Except you do, and sometimes it's everything you can think about, and there's no break from it.

You can get diagnosed. You were diagnosed, at one point. Generalized anxiety and depression. They put you on pills that numbed your senses, but never fully shook that sinking feeling you get when you think about what illness does, what horrors it holds. And maybe you can go to therapy, where you stare into yet another person's eyes, yet another person who doesn't understand and probably doesn't want to, and try to figure out why you do these things that no one else understands.

"Rituals," they say. "The handwashing and the mantras and the praying. They're all rituals and they don't keep the fear away."

And suddenly, it's stupid. It's all stupid, so you stop going and stop taking the medicine and go back to joking. It is stupid. Illness is illness. You're an idiot and this is something you're going to have to get over.

Eventually it's easier to push it back. So, you might panic a little when someone says they feel sick around you. You might irrationally and temporarily hate a partner for getting sick and bringing illness into the house. You might even get annoyed when someone eats day-old expired food, because it's probably fine, but it might harbor things that will make them sick.

It's okay. It's all right. This is not anything but you being stupid as usual. This is your fault, your issue. Laughable, right? Laugh it off.

You know that if they really knew, they'd stare at you like you were something covered in dirt. "You need help," they'd say. They do say it, jokingly. "Oh, you need help."

And on good days you laugh about it, too. "Probably! I probably do!"

"You need help," says your family, wondering why you won't come out of your room because someone's got the flu.

"You need help," says your friends, watching you carefully disinfect your hands after being on the bus. Not once. Twice, maybe three times if it's flu season.

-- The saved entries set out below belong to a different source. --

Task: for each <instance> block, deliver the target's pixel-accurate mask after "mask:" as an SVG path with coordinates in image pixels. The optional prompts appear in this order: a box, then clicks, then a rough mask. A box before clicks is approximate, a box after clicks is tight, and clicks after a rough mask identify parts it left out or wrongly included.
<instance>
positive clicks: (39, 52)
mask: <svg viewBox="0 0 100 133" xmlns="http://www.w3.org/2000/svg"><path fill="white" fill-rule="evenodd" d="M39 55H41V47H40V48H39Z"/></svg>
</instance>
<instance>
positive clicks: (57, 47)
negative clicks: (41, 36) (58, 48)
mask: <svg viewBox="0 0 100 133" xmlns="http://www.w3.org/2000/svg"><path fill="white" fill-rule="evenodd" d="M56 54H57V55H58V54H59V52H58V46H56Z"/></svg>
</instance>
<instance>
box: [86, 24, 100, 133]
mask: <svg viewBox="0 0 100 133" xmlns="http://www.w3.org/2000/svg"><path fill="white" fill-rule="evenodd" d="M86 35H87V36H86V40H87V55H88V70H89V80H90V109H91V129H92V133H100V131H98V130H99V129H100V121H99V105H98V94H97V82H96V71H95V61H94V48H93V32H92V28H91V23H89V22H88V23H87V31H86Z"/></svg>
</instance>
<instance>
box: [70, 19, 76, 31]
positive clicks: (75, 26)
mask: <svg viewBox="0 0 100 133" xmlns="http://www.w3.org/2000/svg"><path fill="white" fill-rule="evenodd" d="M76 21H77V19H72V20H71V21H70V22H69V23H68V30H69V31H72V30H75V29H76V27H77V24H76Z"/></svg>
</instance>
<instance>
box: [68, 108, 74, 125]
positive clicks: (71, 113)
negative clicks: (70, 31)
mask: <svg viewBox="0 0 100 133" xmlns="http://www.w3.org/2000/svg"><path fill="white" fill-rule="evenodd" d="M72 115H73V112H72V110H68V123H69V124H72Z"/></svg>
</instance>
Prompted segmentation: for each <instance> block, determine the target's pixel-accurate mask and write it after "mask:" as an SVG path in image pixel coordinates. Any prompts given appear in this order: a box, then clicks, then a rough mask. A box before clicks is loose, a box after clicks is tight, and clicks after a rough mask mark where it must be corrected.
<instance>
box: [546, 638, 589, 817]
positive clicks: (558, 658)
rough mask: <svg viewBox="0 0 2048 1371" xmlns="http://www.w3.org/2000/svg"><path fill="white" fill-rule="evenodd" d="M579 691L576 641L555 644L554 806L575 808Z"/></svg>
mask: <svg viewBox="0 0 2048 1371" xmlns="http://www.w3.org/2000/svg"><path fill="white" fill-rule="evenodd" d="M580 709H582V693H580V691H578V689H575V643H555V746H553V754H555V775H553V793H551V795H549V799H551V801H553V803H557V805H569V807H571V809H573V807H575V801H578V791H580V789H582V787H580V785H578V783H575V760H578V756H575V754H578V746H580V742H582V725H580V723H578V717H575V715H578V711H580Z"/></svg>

"You need help," says society, looking down on those who are different, who have inconvenient hang-ups, who need to be seen by psychiatrists and on medication, who need to change their diets, get more exercise, maybe even lock themselves away, unless they can laugh it off and downplay it, too.

And on the bad days, you might whisper, "I need help," but help seems so hard. A long journey with something you've lived with your entire life.

So you laugh. It's funny. Because it's a joke anyway, right? People like you are funny, comic relief. People to make fun of and to brush off. Silly germophobia. Silly handwashing and rituals and constant unwanted thoughts.

You laugh because it's easier than facing the fact that you've lived your whole life with this.

And if you laugh, no one will know just how much it hurts.